Ken taught other trucking attorneys about his experiences running focus groups in Chicago. In one example, he discussed a serious injury resulting from a tractor-trailer crash. Ken detailed ideas and strategies to help a severely injured young man hold a driver and trucking company accountable for their careless actions.
Through his talk, Ken helped other lawyers by testing themes that would resonate with a jury and to craft arguments that would most effectively help to obtain a fair result for their injured clients. He shared exhibits, videos, photos of the crash scene, as well as examples of truck safety rules and regulations that were helpful in telling the young man’s story and how to best express to a jury how the defendants’ careless acts led to his condition. He also showed the approximately 80 lawyers in attendance video clips demonstrating how participants of his focus group reacted to his presentation and what they thought of the case.
On Saturday, Ken spoke to a group of trial lawyers about effectively representing clients in traumatic brain injury cases.
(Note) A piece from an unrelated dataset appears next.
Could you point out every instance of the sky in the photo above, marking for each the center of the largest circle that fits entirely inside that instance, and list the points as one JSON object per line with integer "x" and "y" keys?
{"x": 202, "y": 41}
Specifically, he shared his experience helping another lawyer with a case in a rural, conservative county, where even after the wife of a brain injury victim testified at a deposition, the insurance company offered no money for her husband’s tragic and avoidable injury.
After spending the day with the victim’s family and learning about what they have gone through and what they have been dealing with since this awful crash, Ken shared his experience with his colleagues of how he was able to help the family’s attorney, despite no offer to settle from the defense, to present the family’s testimony at trial in a more effective way leading to the jury awarding a record setting verdict in the case, by truly learning their story and helping share it effectively on the client’s day in court.